In NASH, there is not only steatosis but also intra-lobular inflammation and hepatocellular ballooning, often accompanied by progressive fibrosis. Persistent NASH may evolve into cirrhosis and hepatocellular carcinoma. Dietary models are commonly used in NASH research. The C57BL/6 strain in mice is generally preferred for research. The Wistar and Sprague Dawley strains in rats are also commonly used. These strains have an intrinsic predisposition to develop obesity, type 2 diabetes (DM2), and non-alcoholic fatty liver disease (NAFLD). The time of onset of NAFLD varies based on several factors. The degree of NAFLD and accompanying metabolic features is also influenced by these factors. These factors include species, strain, sex, composition of gut microbiota, and the dietary intervention employed^[5].

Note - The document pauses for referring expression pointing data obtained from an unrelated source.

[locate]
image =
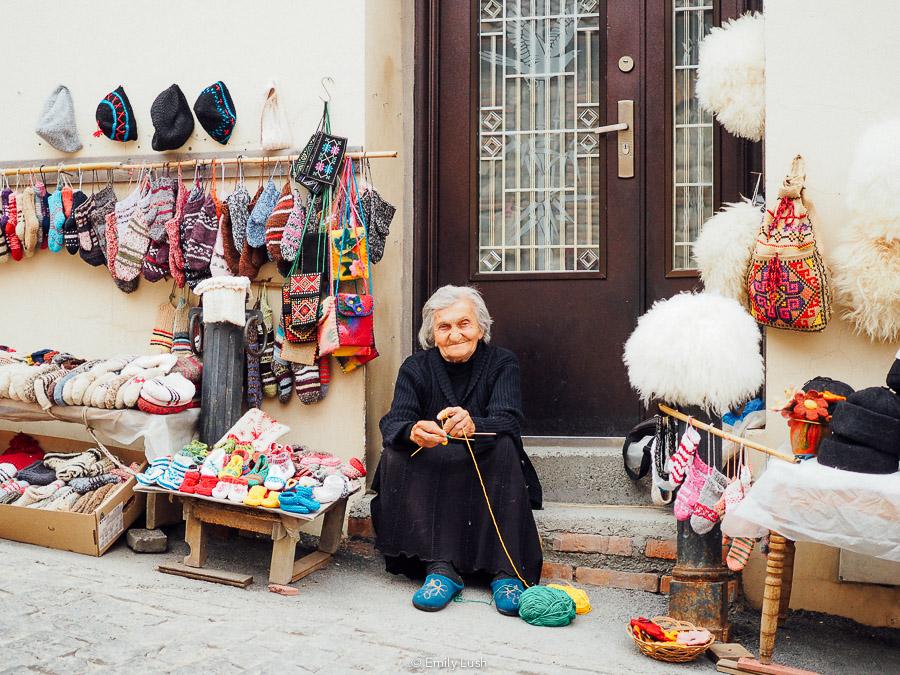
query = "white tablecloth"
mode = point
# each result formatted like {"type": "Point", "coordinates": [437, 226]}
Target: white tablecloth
{"type": "Point", "coordinates": [808, 502]}
{"type": "Point", "coordinates": [161, 434]}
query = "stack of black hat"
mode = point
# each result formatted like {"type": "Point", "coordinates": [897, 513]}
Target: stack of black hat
{"type": "Point", "coordinates": [866, 429]}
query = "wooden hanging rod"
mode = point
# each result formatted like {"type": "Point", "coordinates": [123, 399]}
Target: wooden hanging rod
{"type": "Point", "coordinates": [174, 164]}
{"type": "Point", "coordinates": [671, 412]}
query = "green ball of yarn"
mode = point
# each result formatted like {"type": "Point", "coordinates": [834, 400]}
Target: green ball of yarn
{"type": "Point", "coordinates": [544, 606]}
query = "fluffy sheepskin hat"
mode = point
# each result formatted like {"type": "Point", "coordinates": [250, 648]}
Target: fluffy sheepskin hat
{"type": "Point", "coordinates": [866, 260]}
{"type": "Point", "coordinates": [724, 247]}
{"type": "Point", "coordinates": [695, 349]}
{"type": "Point", "coordinates": [731, 75]}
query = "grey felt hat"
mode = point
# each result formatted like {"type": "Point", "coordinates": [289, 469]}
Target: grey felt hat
{"type": "Point", "coordinates": [56, 125]}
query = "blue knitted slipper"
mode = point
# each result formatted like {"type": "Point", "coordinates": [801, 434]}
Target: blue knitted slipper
{"type": "Point", "coordinates": [506, 594]}
{"type": "Point", "coordinates": [436, 593]}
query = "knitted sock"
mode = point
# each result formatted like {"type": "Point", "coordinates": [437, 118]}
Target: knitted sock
{"type": "Point", "coordinates": [32, 225]}
{"type": "Point", "coordinates": [254, 381]}
{"type": "Point", "coordinates": [307, 383]}
{"type": "Point", "coordinates": [70, 227]}
{"type": "Point", "coordinates": [703, 515]}
{"type": "Point", "coordinates": [277, 220]}
{"type": "Point", "coordinates": [683, 456]}
{"type": "Point", "coordinates": [292, 239]}
{"type": "Point", "coordinates": [57, 222]}
{"type": "Point", "coordinates": [161, 339]}
{"type": "Point", "coordinates": [256, 223]}
{"type": "Point", "coordinates": [739, 553]}
{"type": "Point", "coordinates": [690, 489]}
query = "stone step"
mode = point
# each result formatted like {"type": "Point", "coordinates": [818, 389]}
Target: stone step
{"type": "Point", "coordinates": [585, 471]}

The main causes of liver fibrosis include alcoholism, chronic hepatitis virus infection and non-alcoholic steatohepatitis, which can progress to cirrhosis and even hepatocellular carcinoma (HCC). The chemical injury liver fibrosis model is used to induce the formation of liver fibrosis. This is achieved by using chemical drugs that enter hepatocytes and produce toxic metabolites. These metabolites cause persistent liver injury. Currently, this model preparation mainly uses ethanol, carbon tetrachloride (CCl4), thioacetamide (TAA), dimethylnitrosamine (DMN), diethylnitrosamine (DEN), or other liver toxins to induce liver fibrosis models^[8]. In most cases, intraperitoneal injection of these chemicals will induce liver fibrosis within a relatively short period. In contrast, oral administration or inhalation requires a longer development period.

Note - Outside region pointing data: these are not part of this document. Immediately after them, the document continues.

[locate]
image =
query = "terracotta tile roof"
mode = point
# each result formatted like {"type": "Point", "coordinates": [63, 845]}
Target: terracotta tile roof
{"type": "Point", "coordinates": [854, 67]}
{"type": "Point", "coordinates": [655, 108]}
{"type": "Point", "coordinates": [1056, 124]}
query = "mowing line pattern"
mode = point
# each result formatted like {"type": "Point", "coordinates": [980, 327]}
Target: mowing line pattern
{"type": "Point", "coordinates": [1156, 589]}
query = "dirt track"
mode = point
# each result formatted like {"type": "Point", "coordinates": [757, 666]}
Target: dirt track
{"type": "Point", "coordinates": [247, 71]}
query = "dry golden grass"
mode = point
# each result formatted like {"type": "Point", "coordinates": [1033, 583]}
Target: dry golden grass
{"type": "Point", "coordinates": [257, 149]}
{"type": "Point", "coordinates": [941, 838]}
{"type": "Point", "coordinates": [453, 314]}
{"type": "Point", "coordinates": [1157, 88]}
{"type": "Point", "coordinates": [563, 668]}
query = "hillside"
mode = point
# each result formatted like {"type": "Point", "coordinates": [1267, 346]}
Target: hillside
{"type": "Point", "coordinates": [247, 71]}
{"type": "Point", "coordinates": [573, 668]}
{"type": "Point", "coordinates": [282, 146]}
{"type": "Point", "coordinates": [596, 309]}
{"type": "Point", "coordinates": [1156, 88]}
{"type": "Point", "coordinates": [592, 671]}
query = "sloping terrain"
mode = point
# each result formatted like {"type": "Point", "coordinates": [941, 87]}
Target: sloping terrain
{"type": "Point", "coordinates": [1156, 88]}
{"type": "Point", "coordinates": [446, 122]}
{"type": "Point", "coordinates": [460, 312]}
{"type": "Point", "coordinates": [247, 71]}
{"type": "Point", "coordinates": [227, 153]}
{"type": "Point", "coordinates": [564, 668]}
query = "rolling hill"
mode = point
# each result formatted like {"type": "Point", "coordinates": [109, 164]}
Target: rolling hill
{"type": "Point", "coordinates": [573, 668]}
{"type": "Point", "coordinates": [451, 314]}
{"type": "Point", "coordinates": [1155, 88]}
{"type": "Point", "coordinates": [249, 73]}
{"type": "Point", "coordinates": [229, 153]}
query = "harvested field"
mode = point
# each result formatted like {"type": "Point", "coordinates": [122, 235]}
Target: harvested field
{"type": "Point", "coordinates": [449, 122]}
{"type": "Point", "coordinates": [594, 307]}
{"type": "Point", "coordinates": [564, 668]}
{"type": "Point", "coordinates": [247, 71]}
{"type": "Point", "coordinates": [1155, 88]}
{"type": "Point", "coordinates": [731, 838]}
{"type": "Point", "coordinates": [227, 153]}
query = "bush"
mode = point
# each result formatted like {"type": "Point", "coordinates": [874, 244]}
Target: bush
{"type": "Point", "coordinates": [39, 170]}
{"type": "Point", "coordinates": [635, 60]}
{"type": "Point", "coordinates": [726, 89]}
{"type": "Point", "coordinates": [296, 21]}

CCl4 is the most widely used hepatotoxin in the study of liver fibrosis and cirrhosis in rodents. The damage it causes is similar to the important characteristics of human liver fibrosis, including inflammation, regeneration and fibrogenesis. It is often used to study acute liver injury, advanced liver fibrosis and fibrosis reversal. The CCl4 model can be applied to both rats and mice; however, mice are preferred due to their higher metabolic rate of CCl4 compared to rats. Additionally, the susceptibility of mice to CCl4-induced liver fibrosis is strain-dependent, with BALB/c mice showing more liver fibrosis upon CCl4 administration than C57BL/6 and DBA/2 mice^[9]. The CCl4-induced liver fibrosis model is highly reproducible and therefore an excellent candidate for drug screening.

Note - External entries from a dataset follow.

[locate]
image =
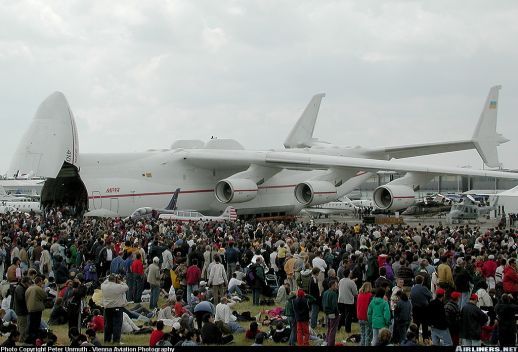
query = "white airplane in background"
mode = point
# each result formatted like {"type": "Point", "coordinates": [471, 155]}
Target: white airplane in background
{"type": "Point", "coordinates": [148, 212]}
{"type": "Point", "coordinates": [345, 206]}
{"type": "Point", "coordinates": [399, 194]}
{"type": "Point", "coordinates": [10, 203]}
{"type": "Point", "coordinates": [214, 175]}
{"type": "Point", "coordinates": [229, 214]}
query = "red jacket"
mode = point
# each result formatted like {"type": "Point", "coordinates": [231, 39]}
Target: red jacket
{"type": "Point", "coordinates": [137, 267]}
{"type": "Point", "coordinates": [97, 323]}
{"type": "Point", "coordinates": [363, 305]}
{"type": "Point", "coordinates": [510, 280]}
{"type": "Point", "coordinates": [193, 275]}
{"type": "Point", "coordinates": [489, 268]}
{"type": "Point", "coordinates": [156, 336]}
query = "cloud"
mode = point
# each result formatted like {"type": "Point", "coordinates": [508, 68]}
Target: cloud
{"type": "Point", "coordinates": [140, 74]}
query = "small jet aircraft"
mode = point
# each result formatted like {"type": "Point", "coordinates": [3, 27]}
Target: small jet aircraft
{"type": "Point", "coordinates": [343, 207]}
{"type": "Point", "coordinates": [468, 209]}
{"type": "Point", "coordinates": [148, 212]}
{"type": "Point", "coordinates": [429, 206]}
{"type": "Point", "coordinates": [221, 172]}
{"type": "Point", "coordinates": [229, 214]}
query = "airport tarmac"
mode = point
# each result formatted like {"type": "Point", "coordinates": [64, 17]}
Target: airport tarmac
{"type": "Point", "coordinates": [412, 221]}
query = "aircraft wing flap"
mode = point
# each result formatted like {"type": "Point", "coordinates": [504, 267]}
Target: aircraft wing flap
{"type": "Point", "coordinates": [302, 161]}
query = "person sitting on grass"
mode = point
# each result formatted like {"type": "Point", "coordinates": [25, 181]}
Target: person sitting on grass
{"type": "Point", "coordinates": [191, 339]}
{"type": "Point", "coordinates": [281, 334]}
{"type": "Point", "coordinates": [211, 334]}
{"type": "Point", "coordinates": [92, 337]}
{"type": "Point", "coordinates": [97, 322]}
{"type": "Point", "coordinates": [252, 332]}
{"type": "Point", "coordinates": [11, 340]}
{"type": "Point", "coordinates": [259, 340]}
{"type": "Point", "coordinates": [157, 334]}
{"type": "Point", "coordinates": [59, 315]}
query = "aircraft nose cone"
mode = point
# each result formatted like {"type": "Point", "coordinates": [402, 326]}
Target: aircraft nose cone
{"type": "Point", "coordinates": [55, 107]}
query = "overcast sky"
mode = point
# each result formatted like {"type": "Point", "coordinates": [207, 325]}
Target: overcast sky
{"type": "Point", "coordinates": [142, 74]}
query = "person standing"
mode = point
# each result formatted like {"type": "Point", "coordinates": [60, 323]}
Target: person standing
{"type": "Point", "coordinates": [259, 280]}
{"type": "Point", "coordinates": [462, 281]}
{"type": "Point", "coordinates": [402, 316]}
{"type": "Point", "coordinates": [438, 322]}
{"type": "Point", "coordinates": [153, 278]}
{"type": "Point", "coordinates": [114, 299]}
{"type": "Point", "coordinates": [192, 279]}
{"type": "Point", "coordinates": [506, 315]}
{"type": "Point", "coordinates": [321, 264]}
{"type": "Point", "coordinates": [378, 314]}
{"type": "Point", "coordinates": [420, 297]}
{"type": "Point", "coordinates": [232, 256]}
{"type": "Point", "coordinates": [452, 311]}
{"type": "Point", "coordinates": [217, 279]}
{"type": "Point", "coordinates": [105, 259]}
{"type": "Point", "coordinates": [137, 273]}
{"type": "Point", "coordinates": [445, 275]}
{"type": "Point", "coordinates": [314, 292]}
{"type": "Point", "coordinates": [73, 304]}
{"type": "Point", "coordinates": [301, 310]}
{"type": "Point", "coordinates": [364, 298]}
{"type": "Point", "coordinates": [347, 292]}
{"type": "Point", "coordinates": [20, 307]}
{"type": "Point", "coordinates": [510, 279]}
{"type": "Point", "coordinates": [330, 307]}
{"type": "Point", "coordinates": [471, 321]}
{"type": "Point", "coordinates": [35, 297]}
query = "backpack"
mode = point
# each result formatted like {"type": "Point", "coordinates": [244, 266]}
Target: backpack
{"type": "Point", "coordinates": [304, 280]}
{"type": "Point", "coordinates": [250, 275]}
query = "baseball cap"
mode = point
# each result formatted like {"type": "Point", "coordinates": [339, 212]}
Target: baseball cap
{"type": "Point", "coordinates": [455, 294]}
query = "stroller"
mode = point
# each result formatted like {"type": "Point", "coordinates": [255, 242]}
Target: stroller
{"type": "Point", "coordinates": [272, 285]}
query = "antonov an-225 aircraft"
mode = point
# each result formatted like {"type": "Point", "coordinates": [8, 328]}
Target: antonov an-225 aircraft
{"type": "Point", "coordinates": [214, 175]}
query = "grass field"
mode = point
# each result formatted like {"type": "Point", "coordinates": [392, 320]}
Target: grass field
{"type": "Point", "coordinates": [61, 331]}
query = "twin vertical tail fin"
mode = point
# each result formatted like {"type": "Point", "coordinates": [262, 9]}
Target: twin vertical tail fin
{"type": "Point", "coordinates": [302, 133]}
{"type": "Point", "coordinates": [485, 138]}
{"type": "Point", "coordinates": [3, 193]}
{"type": "Point", "coordinates": [174, 199]}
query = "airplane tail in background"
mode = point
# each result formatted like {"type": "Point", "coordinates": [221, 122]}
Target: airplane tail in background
{"type": "Point", "coordinates": [485, 138]}
{"type": "Point", "coordinates": [174, 199]}
{"type": "Point", "coordinates": [230, 213]}
{"type": "Point", "coordinates": [302, 133]}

DEN is a genotoxic carcinogen that is widely used to induce HCC in rodents. The time to HCC formation after a single dose of DEN is not only dose-dependent but also dependent on factors such as age, sex, and genetic background. Studies have shown that female mice are largely resistant to DEN-driven hepatocarcinogenesis^[18]. When mice are repeatedly exposed to DEN for an extended period, 100% of the male mice develop hepatic tumors. In contrast, only 30% of the female mice develop these tumors. For adult mice, a single administration of DEN may not be sufficient to induce hepatocellular carcinoma (HCC). In such cases, additional tumor promoters are required, including carbon tetrachloride (CCl4), phenobarbital, and high-fat diet feeding^[19]. In addition, the combined induction of DEN and CCl4 can improve the time-consuming disadvantage of traditional chemical induction and better simulate the development process of human liver cancer.

Of course, in addition to the common modeling methods of liver diseases at different development stages mentioned above, surgery, transgenic, immunization, diet and chemical methods can also be used to model liver diseases^[8][9]. For example, common bile duct ligation (BDL) can cause cholestatic injury and periportal biliary fibrosis; CCl4 can enhance the progression of NASH and fibrosis induced by HFD; and Mdr2-deficient mice can develop HCC at 4 to 6 months of age. Researchers should select models aligned with experimental objectives and consult literature for optimization.